Dear my body,
Here I bestow an official apology for all the things I put you through.
The spirits, substances and so-called foods that you are forced to consume and digest against your will.
For every last hormone-changing pill.
For every time I slide a razor across your tender skin to cut back hair again and again.
For every time I deprive you of sleep when you are already so deprived of energy. And then the days when I refuse to get out of bed and so you miss the sunlight.
I apologise for wanting to hurt you when I'm in need of emotional rehabilitation.
For biting the skin on your fingers when I'm nervous.
For previously feeding you the carcasses of once living beings even when deep down I felt it was wrong to do so.

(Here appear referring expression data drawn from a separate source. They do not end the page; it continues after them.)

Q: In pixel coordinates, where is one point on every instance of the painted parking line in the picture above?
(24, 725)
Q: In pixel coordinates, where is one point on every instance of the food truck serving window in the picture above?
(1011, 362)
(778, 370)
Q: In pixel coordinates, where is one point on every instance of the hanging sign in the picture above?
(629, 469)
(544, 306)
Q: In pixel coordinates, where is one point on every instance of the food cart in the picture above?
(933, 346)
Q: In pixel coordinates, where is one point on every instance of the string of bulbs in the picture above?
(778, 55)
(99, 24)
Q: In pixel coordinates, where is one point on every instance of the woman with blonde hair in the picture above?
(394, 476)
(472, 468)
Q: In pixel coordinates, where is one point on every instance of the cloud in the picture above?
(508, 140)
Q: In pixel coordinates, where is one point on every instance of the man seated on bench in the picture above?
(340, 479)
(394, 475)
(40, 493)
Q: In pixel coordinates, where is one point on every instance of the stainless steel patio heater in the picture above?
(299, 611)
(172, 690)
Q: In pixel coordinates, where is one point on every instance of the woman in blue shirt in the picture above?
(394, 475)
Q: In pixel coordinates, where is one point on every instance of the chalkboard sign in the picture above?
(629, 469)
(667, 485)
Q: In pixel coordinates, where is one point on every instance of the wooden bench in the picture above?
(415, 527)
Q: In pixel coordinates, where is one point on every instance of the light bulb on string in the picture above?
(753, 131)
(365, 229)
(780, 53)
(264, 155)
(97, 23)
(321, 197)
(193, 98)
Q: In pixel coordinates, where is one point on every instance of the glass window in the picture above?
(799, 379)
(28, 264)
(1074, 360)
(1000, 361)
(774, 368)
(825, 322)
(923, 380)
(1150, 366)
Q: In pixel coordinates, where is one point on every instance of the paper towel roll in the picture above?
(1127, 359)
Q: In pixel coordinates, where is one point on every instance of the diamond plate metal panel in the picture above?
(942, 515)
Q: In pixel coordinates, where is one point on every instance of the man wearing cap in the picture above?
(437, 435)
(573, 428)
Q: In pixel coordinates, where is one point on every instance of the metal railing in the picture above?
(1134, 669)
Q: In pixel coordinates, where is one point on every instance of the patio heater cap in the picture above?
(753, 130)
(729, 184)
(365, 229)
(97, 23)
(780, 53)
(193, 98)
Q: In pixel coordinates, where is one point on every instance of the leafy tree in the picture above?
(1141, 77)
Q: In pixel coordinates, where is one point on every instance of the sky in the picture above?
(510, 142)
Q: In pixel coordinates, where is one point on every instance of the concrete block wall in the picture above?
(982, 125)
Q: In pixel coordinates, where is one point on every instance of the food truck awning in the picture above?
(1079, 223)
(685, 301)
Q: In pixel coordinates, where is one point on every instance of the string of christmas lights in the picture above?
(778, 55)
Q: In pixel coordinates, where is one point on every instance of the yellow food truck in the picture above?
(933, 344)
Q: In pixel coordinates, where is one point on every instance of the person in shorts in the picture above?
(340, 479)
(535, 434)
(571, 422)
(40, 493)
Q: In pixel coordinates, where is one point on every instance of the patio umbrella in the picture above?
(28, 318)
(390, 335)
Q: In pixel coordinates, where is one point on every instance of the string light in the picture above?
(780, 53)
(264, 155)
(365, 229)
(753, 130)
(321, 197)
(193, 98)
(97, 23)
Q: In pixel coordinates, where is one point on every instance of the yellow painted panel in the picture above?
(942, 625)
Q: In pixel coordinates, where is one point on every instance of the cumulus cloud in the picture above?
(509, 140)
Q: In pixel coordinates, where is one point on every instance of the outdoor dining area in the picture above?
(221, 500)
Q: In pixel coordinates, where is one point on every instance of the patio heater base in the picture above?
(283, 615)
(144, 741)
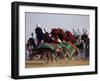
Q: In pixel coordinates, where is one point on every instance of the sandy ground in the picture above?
(59, 63)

I'm sorry for putting you in such danger of hearing damage - through all the times I listen to my iPod with the music blaring loudly through my earphones, and the times I spend at the front rows of concerts, the speakers so powerful I can feel the vibrations running through my feet.
I'm sorry for allowing a certain enemy to hold you so tightly, eventually causing much emotional damage and then resulting in physical deterioration.
I'm sorry for denying you of food when I'm upset, then feeding you too much of the wrong thing soon afterwards.
I'm sorry for hating most of you, even when I'm told that I should be grateful for you.
I'm sorry for drying out your hair with bleach because I hate your natural colour.
I'm sorry for making your eyes sore from using makeup and then rubbing it off aggressively at night.
I'm sorry for rubbing your feet raw from breaking in a new pair of shoes.
I'm sorry for constantly giving you papercuts from studying.
I'm sorry for constantly cursing your eyes because they are not even and your teeth because they are not straight.
But now I know that although you are not perfect, you are brilliant.
Brilliant for fighting off diseases, healing cuts and grazes and digesting food whilst I am busy hating how you look.
You are brilliant for keeping strong and surviving through physical danger and emotional distress.
Because how I looked wasn't important when I was in that car crash.
And how I looked wasn't important when I was exposed to those dangerous chemicals a few hours ago. Whilst I was running downtown to check that my parents weren't involved in that explosion, I finally realised that I take my own body for granted. If I was on that one road a few hours ago, my appearance wouldn't have mattered because I would have ceased to exist.
I take my body for granted and I wish that my body was different, but it is everything that I need. So I'll try my best to keep you healthy, and I'll try my best not to obsess over any minor imperfections that I am usually so eager to criticize.
I love you, body.
You are strong, you are brilliant and you are finally appreciated.